Then that lawless one will be revealed whom the Lord will slay with the breath of His mouth and bring to an end by the appearance of His coming; that is, the one whose coming is in accord with the activity of Satan, with all power and signs and false wonders, and with all the deception of wickedness for those who perish, because they did not receive the love of the truth so as to be saved.
Well what about being non-elect (as per the Calvinist doctrine of Unconditional Reprobation), and having no Savior who died for them, “so as to be saved” (as per the Calvinist doctrine of Limited Atonement)? Some passages of Scripture simply don’t fit with Calvinism.
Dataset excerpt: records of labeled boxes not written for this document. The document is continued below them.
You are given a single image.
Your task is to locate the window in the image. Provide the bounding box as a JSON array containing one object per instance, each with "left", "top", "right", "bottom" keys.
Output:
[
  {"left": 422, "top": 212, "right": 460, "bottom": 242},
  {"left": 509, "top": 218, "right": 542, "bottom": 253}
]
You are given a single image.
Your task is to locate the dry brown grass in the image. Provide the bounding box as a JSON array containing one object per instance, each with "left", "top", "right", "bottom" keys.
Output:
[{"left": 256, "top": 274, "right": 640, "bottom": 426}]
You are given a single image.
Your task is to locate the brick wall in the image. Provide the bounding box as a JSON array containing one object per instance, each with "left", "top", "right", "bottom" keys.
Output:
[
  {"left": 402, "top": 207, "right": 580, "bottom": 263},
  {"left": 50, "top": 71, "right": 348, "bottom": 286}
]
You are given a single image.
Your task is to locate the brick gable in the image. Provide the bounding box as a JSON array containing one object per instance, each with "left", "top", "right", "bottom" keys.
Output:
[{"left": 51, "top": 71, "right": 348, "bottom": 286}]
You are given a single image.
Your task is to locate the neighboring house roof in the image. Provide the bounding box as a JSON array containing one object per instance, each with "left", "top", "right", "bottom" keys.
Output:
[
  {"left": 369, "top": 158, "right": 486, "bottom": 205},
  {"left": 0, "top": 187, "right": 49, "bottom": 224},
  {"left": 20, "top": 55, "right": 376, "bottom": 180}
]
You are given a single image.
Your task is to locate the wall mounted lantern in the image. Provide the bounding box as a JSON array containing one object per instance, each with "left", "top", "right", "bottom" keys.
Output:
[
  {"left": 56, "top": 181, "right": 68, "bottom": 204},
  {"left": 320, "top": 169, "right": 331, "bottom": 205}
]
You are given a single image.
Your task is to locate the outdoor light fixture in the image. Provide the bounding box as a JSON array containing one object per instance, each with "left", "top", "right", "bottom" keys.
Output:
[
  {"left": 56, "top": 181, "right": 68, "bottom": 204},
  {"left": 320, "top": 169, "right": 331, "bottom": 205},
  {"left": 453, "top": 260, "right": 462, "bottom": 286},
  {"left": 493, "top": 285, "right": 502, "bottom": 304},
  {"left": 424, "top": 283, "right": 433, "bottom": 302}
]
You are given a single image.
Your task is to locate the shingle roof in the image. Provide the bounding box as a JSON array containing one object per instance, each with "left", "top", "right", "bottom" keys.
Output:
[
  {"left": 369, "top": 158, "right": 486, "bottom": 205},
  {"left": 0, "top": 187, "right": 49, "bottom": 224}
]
Question: If 5-Point Calvinism and its associated doctrine of a Limited Atonement are true, then for those who perished, wouldn’t it necessarily follow that they lacked a Savior who died on the cross for them? If that’s the case, then why would you speak of something that they failed to do, “so as to be saved”? How would they have any chance to be saved, without a Savior? What would their hypothetical receiving of the truth, have to do with anything? For if Limited Atonement was true, then what bearing would the love of the truth and the Gospel have on them? Why, in that case, would you speak of what they could have, or should have done, “so as to be saved”?
Answer: That’s why only an Unlimited Atonement can make sense of the verse.
John Calvin: “To prevent the wicked from complaining that they are perishing innocently, and that they have been appointed to die by God’s cruelty rather than by any fault of their own, Paul shows that there are good reasons why the punishment of God is going to come upon them with such severity. It is because they have not embraced the truth which was offered to them with the proper frame of mind. Indeed, they have rejected salvation of their own accord.” (Calvin’s New Testament Commentaries: Romans and Thessalonians, p.406, emphasis mine)
But if Jesus didn’t die for them, then what exactly was being “offered to them”? As a side note, John Calvin never explicitly affirmed the doctrine of a Limited Atonement.